PLCNA is a disease that occurs predominantly in women, with a mean age at diagnosis of 60 years.1 It has sometimes been described in association with systemic diseases such as Sjögren syndrome,2 diabetes mellitus, or CREST syndrome.3 It manifests as waxy nodules that are usually solitary or localized or, less commonly, disseminated.4 It tends to affect acral areas, the most common site being the lower limbs, followed by the face and trunk. Histopathological findings are indistinguishable from those of primary systemic amyloidosis or myeloma-associated amyloidosis.5 Immunohistochemical staining may show the presence of immunoglobulin light chains in the amyloid or in the cytoplasm of plasma cells.

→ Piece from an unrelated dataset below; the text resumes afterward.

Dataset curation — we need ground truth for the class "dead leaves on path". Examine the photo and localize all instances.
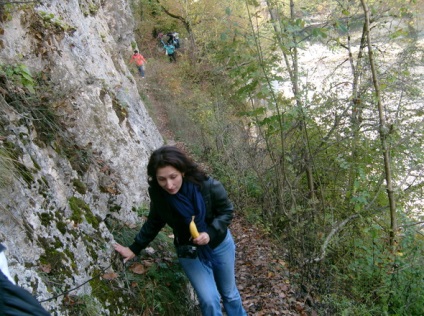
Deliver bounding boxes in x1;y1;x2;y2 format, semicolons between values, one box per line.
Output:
230;220;308;316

Based on the demonstration of clonality of the plasma cell infiltrate in the skin using gene rearrangement techniques and on the absence of clonal rearrangement in bone marrow, some authors have suggested that PLCNA should be considered an extramedullary plasmacytoma that produces localized amyloid deposition.6 Extramedullary plasmacytomas are plasma cell neoplasms that arise in any organ except bone marrow; they are able to produce an M-component in the serum in up to 20% of cases.7 Extramedullary plasmacytomas that initially do not produce the M-component in serum progress to multiple myeloma in 20% of cases.8

In our patient, there was a monoclonal infiltrate of plasma cells that synthesized λ chains and produced the amyloid deposits in the skin, and a finding of a monoclonal IgG(κ) band and oligoclonal λ bands in the serum. This suggests a biclonal gammopathy (the presence of 2 monoclonal components in serum), which has been observed in approximately 3% of MGUS.9

The appearance of paraproteinemia in cases of PLCNA has rarely been described in the literature, though it should always be investigated at the initial assessment. In the cases in which it has been observed, it was generally associated with an advanced stage of the disease, and may indicate progression to systemic amyloidosis.10

The risk of progression to systemic amyloidosis in PLCNA has been well defined by several authors. Since 1970, the risk has been established at around 50%. However, in 2001, Woollons and Black5 observed only 1 case of progression to systemic amyloidosis in a series of 15 patients with PLCNA, in addition to high immunoglobulin concentrations in 40% of cases. In 2003, Moon et al.10 obtained similar results after 10 years of follow-up in 16 patients with PLCNA and reported progression in the only patient presenting with paraproteinemia at the time of diagnosis.

Despite its generally benign course, it is important to follow-up these patients closely, especially in cases associated with paraproteinemia, to monitor for possible progression to systemic amyloidosis and to exclude plasma cell dyscrasias.